S oldati regolari o irregolari, in civile o in uniforme, in tee-shirt , in kamis o in abito scuro, i guerrieri fanatici del dopo guerra fredda sono smaniosi di ottenere un posto al sole, conquistando con la violenza alloggi, prebende, donne, galloni o potere assoluto. Poco importa la loro bandiera, se appena essa legittima la facoltà di assassinare senza impedimenti. In certi mesi, la quantità di vittime musulmane del terrorismo iracheno supera il numero totale dei soldati americani caduti dopo l'offensiva su Bagdad! Non si tratta di un nuovo Vietnam, ma di una nuova "Chicago", versione etno-teologica di una guerra di gang e mafie che si attribuiscono territori a colpi di purificazione etnica. La caduta del comunismo ha permesso a Milosevic di perpetrare i suoi crimini contro l'umanità, a Putin di schiacciare la Cecenia: non è una ragione per deplorare il crollo dei regimi europei totalitari, plurimilionari in omicidi. Con la caduta di Saddam, milionario in vittime civili, sono sbocciate milizie religiose sanguinarie: dovrebbe essere una ragione per aiutare la coalizione americana impantanata in Iraq, da dove del resto nessuna persona sensata desidera precipitarne la partenza.
U na volta evacuato il fantasma di un'America onnipotente e di un Bush satanico, cosa pensare? Bisogna tornare al principio di realtà, guardare il mondo come è, fragile, caotico, popolato d'individui e di popoli prigionieri di un drammatico periodo intermedio.
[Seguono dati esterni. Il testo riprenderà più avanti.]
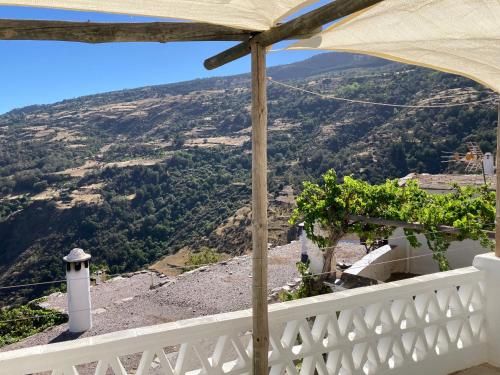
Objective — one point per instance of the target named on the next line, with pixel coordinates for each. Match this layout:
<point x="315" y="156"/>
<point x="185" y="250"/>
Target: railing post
<point x="259" y="211"/>
<point x="497" y="224"/>
<point x="491" y="265"/>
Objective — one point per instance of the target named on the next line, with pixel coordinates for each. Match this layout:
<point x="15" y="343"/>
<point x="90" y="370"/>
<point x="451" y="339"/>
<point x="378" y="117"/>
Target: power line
<point x="357" y="101"/>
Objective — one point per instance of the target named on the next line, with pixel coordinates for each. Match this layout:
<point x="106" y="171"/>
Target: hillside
<point x="134" y="175"/>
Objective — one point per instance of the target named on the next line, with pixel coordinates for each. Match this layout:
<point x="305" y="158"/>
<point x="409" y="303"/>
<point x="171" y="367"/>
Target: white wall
<point x="399" y="256"/>
<point x="460" y="253"/>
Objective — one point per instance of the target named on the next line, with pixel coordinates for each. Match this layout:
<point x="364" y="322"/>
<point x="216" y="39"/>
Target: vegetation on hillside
<point x="326" y="211"/>
<point x="21" y="322"/>
<point x="65" y="181"/>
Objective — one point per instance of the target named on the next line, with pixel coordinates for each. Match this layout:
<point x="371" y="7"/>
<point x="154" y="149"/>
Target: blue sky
<point x="35" y="72"/>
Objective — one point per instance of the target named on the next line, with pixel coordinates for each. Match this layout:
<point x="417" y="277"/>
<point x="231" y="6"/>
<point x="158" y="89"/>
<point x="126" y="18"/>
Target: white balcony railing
<point x="433" y="324"/>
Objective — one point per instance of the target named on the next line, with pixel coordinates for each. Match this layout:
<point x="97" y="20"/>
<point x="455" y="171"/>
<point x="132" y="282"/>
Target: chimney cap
<point x="76" y="255"/>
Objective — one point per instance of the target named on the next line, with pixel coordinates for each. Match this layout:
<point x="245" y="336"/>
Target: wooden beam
<point x="309" y="21"/>
<point x="403" y="224"/>
<point x="259" y="211"/>
<point x="497" y="224"/>
<point x="92" y="32"/>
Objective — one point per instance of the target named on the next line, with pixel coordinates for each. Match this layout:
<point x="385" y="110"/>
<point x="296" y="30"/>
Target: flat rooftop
<point x="444" y="182"/>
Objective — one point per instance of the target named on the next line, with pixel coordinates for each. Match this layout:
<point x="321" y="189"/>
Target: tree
<point x="327" y="212"/>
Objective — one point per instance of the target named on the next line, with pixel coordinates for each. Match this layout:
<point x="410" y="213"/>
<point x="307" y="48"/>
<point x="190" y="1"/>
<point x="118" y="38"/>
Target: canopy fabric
<point x="243" y="14"/>
<point x="461" y="37"/>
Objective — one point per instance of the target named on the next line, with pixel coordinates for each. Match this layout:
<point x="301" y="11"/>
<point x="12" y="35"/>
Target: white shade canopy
<point x="455" y="36"/>
<point x="243" y="14"/>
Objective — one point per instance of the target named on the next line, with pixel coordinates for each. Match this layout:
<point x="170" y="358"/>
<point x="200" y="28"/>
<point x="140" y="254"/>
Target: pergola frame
<point x="254" y="43"/>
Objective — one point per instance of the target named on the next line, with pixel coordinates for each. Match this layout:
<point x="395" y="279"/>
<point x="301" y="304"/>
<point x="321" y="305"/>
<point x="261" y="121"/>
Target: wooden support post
<point x="497" y="224"/>
<point x="259" y="211"/>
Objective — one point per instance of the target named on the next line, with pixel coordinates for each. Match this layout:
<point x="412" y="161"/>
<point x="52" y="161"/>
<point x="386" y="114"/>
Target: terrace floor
<point x="479" y="370"/>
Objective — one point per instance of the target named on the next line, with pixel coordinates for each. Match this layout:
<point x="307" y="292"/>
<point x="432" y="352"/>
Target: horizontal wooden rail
<point x="309" y="21"/>
<point x="96" y="32"/>
<point x="100" y="32"/>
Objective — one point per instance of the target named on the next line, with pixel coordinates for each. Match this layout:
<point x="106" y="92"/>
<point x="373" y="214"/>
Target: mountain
<point x="134" y="175"/>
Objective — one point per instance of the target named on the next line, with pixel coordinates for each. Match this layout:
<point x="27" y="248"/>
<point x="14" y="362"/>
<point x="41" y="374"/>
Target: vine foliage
<point x="325" y="209"/>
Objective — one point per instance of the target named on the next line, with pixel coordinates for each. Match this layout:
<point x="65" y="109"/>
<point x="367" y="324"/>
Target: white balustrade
<point x="433" y="324"/>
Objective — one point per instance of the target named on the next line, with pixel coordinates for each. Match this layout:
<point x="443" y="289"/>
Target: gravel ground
<point x="123" y="303"/>
<point x="129" y="302"/>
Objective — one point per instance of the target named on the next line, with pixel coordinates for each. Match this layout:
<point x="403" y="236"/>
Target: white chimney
<point x="489" y="167"/>
<point x="78" y="285"/>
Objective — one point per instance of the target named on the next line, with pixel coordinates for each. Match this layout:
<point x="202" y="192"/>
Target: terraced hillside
<point x="135" y="175"/>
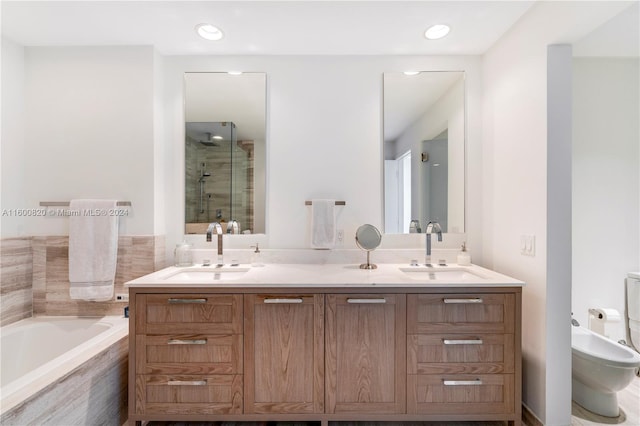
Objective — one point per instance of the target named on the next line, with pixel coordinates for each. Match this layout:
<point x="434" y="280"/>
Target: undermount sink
<point x="206" y="274"/>
<point x="441" y="274"/>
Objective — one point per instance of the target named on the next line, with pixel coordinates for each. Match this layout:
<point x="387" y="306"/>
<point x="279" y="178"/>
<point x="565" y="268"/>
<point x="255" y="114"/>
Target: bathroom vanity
<point x="325" y="343"/>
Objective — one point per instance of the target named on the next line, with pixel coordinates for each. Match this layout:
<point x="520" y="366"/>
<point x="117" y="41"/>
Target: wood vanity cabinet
<point x="329" y="355"/>
<point x="366" y="353"/>
<point x="462" y="355"/>
<point x="284" y="353"/>
<point x="187" y="353"/>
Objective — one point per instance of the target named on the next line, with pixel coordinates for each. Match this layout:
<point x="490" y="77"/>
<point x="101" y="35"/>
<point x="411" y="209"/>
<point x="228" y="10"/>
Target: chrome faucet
<point x="216" y="228"/>
<point x="233" y="227"/>
<point x="432" y="228"/>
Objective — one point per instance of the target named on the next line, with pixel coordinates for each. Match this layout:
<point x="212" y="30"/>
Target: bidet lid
<point x="589" y="345"/>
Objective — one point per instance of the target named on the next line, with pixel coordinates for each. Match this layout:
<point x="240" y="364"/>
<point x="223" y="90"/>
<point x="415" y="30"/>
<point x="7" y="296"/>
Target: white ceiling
<point x="265" y="27"/>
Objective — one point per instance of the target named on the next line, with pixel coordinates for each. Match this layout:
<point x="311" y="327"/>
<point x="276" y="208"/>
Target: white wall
<point x="324" y="131"/>
<point x="606" y="183"/>
<point x="515" y="189"/>
<point x="89" y="133"/>
<point x="13" y="150"/>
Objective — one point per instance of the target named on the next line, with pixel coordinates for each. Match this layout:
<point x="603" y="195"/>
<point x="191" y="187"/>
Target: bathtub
<point x="40" y="355"/>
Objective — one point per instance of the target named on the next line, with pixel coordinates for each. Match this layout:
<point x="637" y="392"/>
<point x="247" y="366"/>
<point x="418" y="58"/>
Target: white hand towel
<point x="93" y="249"/>
<point x="323" y="224"/>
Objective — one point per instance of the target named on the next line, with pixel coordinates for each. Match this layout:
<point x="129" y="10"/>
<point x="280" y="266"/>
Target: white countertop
<point x="326" y="276"/>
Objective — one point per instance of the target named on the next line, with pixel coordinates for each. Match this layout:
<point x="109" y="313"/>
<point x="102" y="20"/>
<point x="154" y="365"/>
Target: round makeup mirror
<point x="368" y="238"/>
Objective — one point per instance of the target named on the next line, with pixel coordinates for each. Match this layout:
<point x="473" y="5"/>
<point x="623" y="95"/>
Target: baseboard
<point x="528" y="418"/>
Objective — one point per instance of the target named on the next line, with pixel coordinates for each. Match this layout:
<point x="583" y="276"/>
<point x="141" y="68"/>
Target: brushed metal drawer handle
<point x="473" y="300"/>
<point x="187" y="341"/>
<point x="462" y="342"/>
<point x="476" y="382"/>
<point x="283" y="300"/>
<point x="356" y="301"/>
<point x="197" y="301"/>
<point x="187" y="383"/>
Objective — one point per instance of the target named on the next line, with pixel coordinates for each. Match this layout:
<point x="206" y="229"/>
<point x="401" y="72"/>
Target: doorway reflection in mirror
<point x="424" y="150"/>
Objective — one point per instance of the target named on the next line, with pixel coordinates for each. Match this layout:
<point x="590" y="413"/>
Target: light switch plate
<point x="528" y="245"/>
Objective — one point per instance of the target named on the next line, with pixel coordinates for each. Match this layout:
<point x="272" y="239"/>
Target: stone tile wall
<point x="16" y="277"/>
<point x="35" y="275"/>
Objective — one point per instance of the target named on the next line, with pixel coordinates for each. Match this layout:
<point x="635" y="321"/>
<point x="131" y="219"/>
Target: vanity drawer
<point x="459" y="394"/>
<point x="189" y="394"/>
<point x="189" y="314"/>
<point x="460" y="353"/>
<point x="189" y="354"/>
<point x="460" y="313"/>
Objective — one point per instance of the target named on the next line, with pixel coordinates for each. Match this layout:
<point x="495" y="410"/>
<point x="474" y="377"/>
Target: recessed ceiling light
<point x="209" y="32"/>
<point x="437" y="31"/>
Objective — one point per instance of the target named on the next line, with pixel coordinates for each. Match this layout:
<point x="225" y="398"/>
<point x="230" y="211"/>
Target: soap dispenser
<point x="256" y="256"/>
<point x="464" y="258"/>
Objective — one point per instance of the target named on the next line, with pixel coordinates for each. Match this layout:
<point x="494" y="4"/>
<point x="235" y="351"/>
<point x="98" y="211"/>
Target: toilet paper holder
<point x="605" y="314"/>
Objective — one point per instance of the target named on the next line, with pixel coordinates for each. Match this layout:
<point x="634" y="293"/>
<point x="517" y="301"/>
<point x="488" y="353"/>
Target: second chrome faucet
<point x="216" y="228"/>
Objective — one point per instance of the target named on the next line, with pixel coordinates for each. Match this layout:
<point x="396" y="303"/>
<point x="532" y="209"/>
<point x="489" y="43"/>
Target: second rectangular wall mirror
<point x="424" y="151"/>
<point x="225" y="151"/>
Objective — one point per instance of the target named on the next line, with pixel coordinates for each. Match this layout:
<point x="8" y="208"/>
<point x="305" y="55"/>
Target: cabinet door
<point x="366" y="353"/>
<point x="284" y="354"/>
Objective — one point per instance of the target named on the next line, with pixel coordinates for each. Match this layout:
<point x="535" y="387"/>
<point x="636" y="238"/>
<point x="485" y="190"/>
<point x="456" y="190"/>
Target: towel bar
<point x="338" y="203"/>
<point x="66" y="203"/>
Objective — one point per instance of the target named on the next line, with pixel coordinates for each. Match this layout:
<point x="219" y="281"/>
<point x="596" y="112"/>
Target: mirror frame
<point x="260" y="173"/>
<point x="465" y="153"/>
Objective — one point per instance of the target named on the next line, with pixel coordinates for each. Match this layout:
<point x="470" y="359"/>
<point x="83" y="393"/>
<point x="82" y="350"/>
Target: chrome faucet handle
<point x="213" y="228"/>
<point x="233" y="227"/>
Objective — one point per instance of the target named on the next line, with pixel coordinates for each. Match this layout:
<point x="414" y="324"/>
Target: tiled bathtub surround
<point x="35" y="275"/>
<point x="137" y="256"/>
<point x="16" y="277"/>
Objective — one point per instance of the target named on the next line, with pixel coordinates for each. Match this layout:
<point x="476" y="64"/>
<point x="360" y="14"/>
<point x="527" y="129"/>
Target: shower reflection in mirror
<point x="225" y="151"/>
<point x="424" y="147"/>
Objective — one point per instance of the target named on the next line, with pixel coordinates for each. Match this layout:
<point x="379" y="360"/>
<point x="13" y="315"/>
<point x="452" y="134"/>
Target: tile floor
<point x="629" y="400"/>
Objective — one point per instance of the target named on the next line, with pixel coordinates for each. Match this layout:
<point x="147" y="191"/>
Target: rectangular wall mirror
<point x="225" y="151"/>
<point x="424" y="151"/>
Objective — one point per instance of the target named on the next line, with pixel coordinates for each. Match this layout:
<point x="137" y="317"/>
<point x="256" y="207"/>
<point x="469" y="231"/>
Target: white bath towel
<point x="93" y="249"/>
<point x="323" y="224"/>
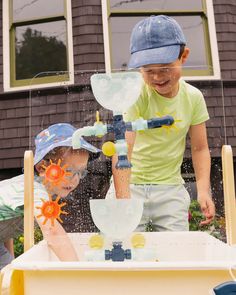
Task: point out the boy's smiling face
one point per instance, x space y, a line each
164 78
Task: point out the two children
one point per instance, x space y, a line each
158 49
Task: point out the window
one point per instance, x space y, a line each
37 40
196 18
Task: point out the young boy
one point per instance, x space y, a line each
158 50
52 145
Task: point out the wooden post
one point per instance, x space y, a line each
28 200
229 194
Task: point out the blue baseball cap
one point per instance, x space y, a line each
57 135
155 40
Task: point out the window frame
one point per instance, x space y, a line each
9 61
207 15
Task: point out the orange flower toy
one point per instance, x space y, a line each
51 210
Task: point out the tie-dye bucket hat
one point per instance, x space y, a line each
58 135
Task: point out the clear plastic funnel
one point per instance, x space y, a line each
116 91
116 218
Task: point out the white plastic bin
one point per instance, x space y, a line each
190 263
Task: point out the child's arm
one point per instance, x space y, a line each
10 247
58 240
122 176
202 164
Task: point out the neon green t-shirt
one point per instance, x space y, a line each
158 153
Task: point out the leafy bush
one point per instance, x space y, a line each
216 228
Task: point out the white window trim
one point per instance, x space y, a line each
6 52
212 35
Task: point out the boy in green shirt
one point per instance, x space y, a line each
158 50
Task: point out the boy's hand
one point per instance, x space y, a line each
207 207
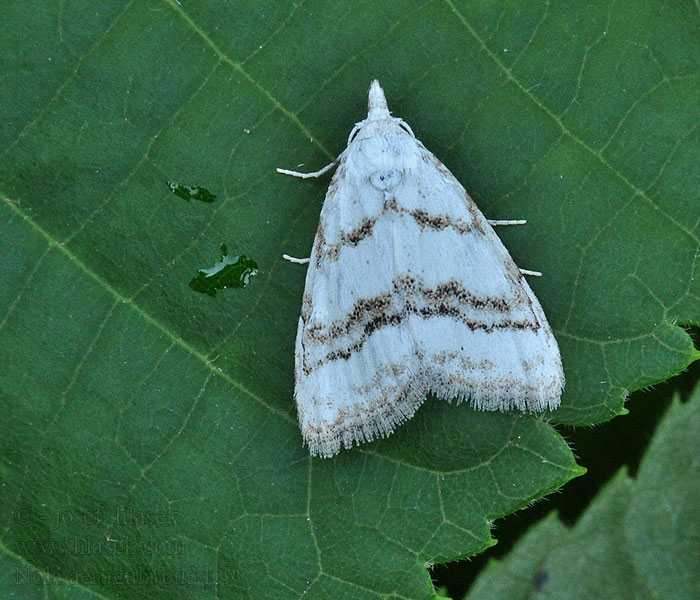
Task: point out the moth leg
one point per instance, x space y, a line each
501 222
298 261
309 175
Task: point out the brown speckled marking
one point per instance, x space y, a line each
410 297
352 238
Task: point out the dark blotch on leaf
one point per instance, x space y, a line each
229 272
189 192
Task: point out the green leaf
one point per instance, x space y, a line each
148 434
640 538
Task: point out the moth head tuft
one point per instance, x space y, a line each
376 103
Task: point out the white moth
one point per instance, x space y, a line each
409 290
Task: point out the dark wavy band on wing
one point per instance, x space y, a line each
410 297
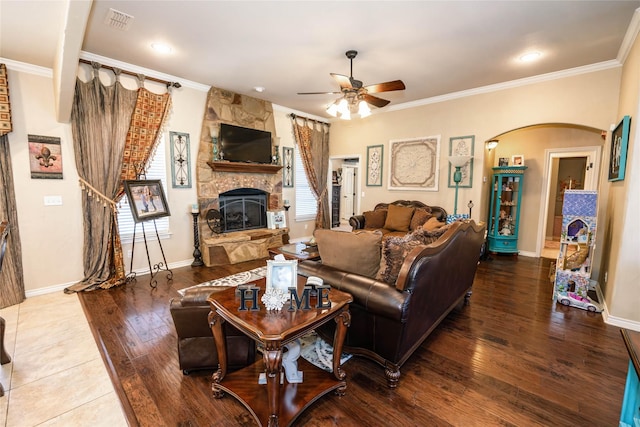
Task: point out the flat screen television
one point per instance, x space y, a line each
240 144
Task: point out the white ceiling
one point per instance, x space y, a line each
435 47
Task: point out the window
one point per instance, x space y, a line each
306 204
126 224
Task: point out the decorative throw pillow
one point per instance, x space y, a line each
420 216
394 250
398 218
432 224
375 219
356 252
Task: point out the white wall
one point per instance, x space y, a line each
52 235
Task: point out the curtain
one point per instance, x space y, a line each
312 138
11 276
100 119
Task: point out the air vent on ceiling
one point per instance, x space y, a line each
118 20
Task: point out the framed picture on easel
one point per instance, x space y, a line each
146 199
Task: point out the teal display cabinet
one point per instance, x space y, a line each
504 213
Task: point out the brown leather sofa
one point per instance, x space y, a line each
388 323
377 221
196 345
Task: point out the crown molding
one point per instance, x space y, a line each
146 71
629 37
510 84
23 67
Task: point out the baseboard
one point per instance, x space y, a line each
61 287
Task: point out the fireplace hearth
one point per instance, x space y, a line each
243 209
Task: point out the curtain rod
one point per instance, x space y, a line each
293 116
131 73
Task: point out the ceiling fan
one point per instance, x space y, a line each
356 96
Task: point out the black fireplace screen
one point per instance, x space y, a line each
243 209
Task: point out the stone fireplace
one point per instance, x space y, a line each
216 179
243 209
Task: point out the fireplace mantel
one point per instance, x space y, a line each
221 166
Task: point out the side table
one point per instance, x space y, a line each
277 403
299 251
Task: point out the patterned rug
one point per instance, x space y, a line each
233 280
312 348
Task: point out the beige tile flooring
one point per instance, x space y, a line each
56 376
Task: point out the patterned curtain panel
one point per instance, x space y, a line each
313 141
11 276
5 105
100 119
148 119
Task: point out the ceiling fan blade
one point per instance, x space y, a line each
343 81
386 87
374 100
319 93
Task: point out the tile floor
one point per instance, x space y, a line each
56 376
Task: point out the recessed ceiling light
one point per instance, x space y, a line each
161 47
530 56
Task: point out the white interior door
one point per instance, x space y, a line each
347 205
591 174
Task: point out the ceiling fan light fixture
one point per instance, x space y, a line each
343 107
363 109
332 110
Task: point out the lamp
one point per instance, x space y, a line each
458 162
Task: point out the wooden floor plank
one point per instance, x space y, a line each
511 357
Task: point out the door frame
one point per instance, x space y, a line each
592 175
358 180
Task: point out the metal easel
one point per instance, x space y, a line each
158 267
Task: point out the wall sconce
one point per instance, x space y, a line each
458 162
213 131
491 144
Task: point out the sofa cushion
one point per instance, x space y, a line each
420 216
356 252
432 224
395 249
398 218
375 219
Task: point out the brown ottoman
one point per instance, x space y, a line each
196 345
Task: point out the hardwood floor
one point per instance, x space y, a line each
511 357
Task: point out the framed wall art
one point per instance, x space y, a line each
517 160
619 146
374 165
282 275
414 163
287 167
180 160
462 146
45 157
146 199
276 219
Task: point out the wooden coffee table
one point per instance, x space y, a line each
277 403
299 251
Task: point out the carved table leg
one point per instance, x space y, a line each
343 321
4 357
272 357
215 323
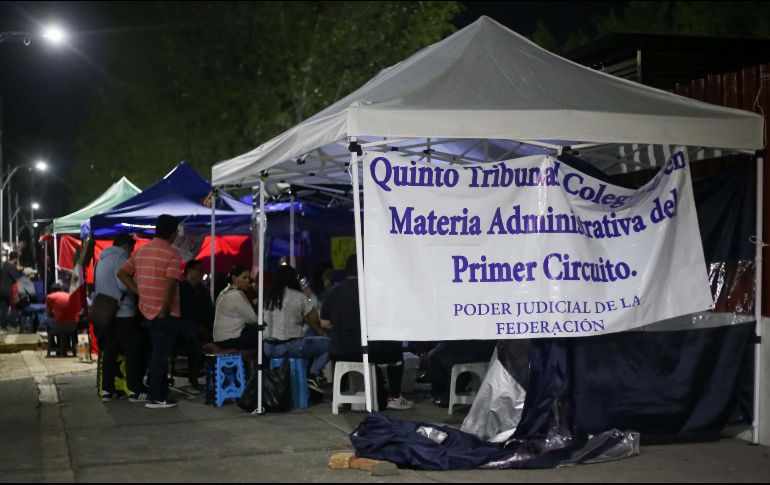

Non possono più richiamarsi alle norme millenarie che i loro avi rispettavano ad occhi chiusi; la violenza dei secoli moderni ha finito di sradicare i punti di riferimento tradizionali. Né possono integrarsi come noi in Stati di diritto che da loro non esistono (non ancora, dicono gli ottimisti). In questo intermezzo, terroristi d'ogni genere proclamano: «Noi vinceremo poiché voi amate la vita, mentre noi non temiamo la morte». Chi vincerà? I molteplici combattenti nichilisti che coltivano l'omicidio e il suicidio? O una maggioranza di persone oneste che hanno l'intenzione, nelle bidonville come nei quartieri chic, di esistere civilmente? Accettare o non accettare la legge delle bombe umane? Sarà questa, temo, per il "figlio del secolo", la grande questione, quella della libertà e della sopravvivenza.